First, just create a throw away table:
Create table Loadtest
(
IDVal int identity(1,1),
CustomerName varchar(200),
CustomerCity varchar(200)
)
Now let’s create a looping insert that gives us enough time to look at things. You can just stop it when you have had enough. It’s nothing exciting here, I’m just creating an loop 2 million times and doing an insert..like I said, stop it when you’ve had enough:
declare @counter int
set @counter=2000000
While @counter>0
BEGIN
Insert into LoadTest(CustomerName,CustomerCity)
values('Mike Femenella','Matthews')
SET @counter=@counter-1
END
While your loop is running, open up another query analyzer window to the same database and run this:
SELECT sp.index_id,Rows,si.name,si.type_desc
FROM sys.partitions sp
inner join sys.indexes si
on sp.object_id=si.object_id
AND sp.index_id=si.index_id
where object_name(sp.object_id)='LoadTest'
Since the table is not indexed you’ll see the row count and that it’s populating the heap, hit F5 a few times and you can watch the rows field increment. If you have doubts your insert statement is actually running, this is a good way to check that it is alive and you can also get an idea of it’s progress if you have a guess as to how many rows “should” be there.
--Unindexed, you see the heap being populated.
index_id Rows name type_desc
0 24252 NULL HEAP
So that was mildly interesting and sort of cool. Of course we can take it a step further (and I always love doing that). Go ahead and stop the loop when you have have a million or so rows in there, you need a large amount of data in the LoadTest table so you have enough time to run the sys.partitions query again. I was letting my loop run while writing the first part of the blog so I have 2 million rows in LoadTest.
Let’s create a mirror image of our LoadTest table and since I’m at the end of my work week and feeling very creative I’m going to call it LoadTest_Copy, go ahead and F5 and create the table.. Award winning material here isn’t it?
Create table Loadtest_Copy
(
IDVal int ,
CustomerName varchar(200),
CustomerCity varchar(200)
)
GO
Create Clustered index ixc_IDVal on LoadTest_Copy(IDVal)
Create index ix_CustomerName on LoadTest_Copy(CustomerName)

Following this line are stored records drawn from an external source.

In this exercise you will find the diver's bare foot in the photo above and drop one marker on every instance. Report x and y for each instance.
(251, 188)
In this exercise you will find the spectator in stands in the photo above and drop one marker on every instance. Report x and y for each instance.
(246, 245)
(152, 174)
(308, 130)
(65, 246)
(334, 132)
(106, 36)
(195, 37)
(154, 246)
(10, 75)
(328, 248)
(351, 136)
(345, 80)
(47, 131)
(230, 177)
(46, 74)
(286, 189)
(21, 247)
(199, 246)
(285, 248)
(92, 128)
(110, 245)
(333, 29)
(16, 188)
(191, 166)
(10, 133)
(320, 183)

Create index ix_CustomerCity on LoadTest_Copy(CustomerCity)
GO
In another window modify your sys.partition query and change the name from LoadTest to LoadTest_Copy. Run this now and you have 3 rows, one for the clustered index and one for each of the other indexes. Somewhat more realistic and more interesting.
SELECT sp.index_id,Rows,si.name,si.type_desc
FROM sys.partitions sp
inner join sys.indexes si
on sp.object_id=si.object_id
AND sp.index_id=si.index_id
where object_name(sp.object_id)='LoadTest_Copy'
Results:
index_id Rows name type_desc
1 0 ixc_IDVal CLUSTERED
2 0 ix_CustomerName NONCLUSTERED
3 0 ix_CustomerCity NONCLUSTERED
Now, do an insert from LoadTest into LoadTest_Copy. Start it and then flip over to your sys.partition query, run it while the insert is happening and look at the results.

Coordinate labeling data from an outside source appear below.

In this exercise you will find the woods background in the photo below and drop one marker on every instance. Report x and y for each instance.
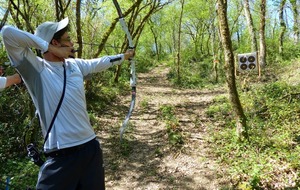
(199, 40)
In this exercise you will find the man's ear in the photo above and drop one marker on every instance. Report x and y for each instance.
(54, 42)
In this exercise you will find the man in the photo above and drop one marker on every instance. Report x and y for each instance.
(74, 157)
(9, 81)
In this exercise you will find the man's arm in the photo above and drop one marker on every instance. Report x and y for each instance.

You can keep hitting F5 and watch the numbers change. Notice it builds the clustered index first, which of course makes sense, and then will go through each of the other 2 indexes building them out.
index_id Rows name type_desc
1 449900 ixc_IDVal CLUSTERED
2 0 ix_CustomerName NONCLUSTERED
3 0 ix_CustomerCity NONCLUSTERED
index_id Rows name type_desc
1 2000000 ixc_IDVal CLUSTERED
2 1065245 ix_CustomerName NONCLUSTERED
3 0 ix_CustomerCity NONCLUSTERED
index_id Rows name type_desc
1 2000000 ixc_IDVal CLUSTERED
2 2000000 ix_CustomerName NONCLUSTERED
3 126137 ix_CustomerCity NONCLUSTERED
And finally now that it’s done:
index_id Rows name type_desc
1 2000000 ixc_IDVal CLUSTERED
2 2000000 ix_CustomerName NONCLUSTERED
3 2000000 ix_CustomerCity NONCLUSTERED
So next time you’re wondering if your insert or update statement is actually doing anything useful, you can leverage some of the underlying DMV data to make sure things are still on track and it’s a good way to tell if you have time to run out for coffee. That’s the last SQL related thing I’m doing, time for vacation…cheers!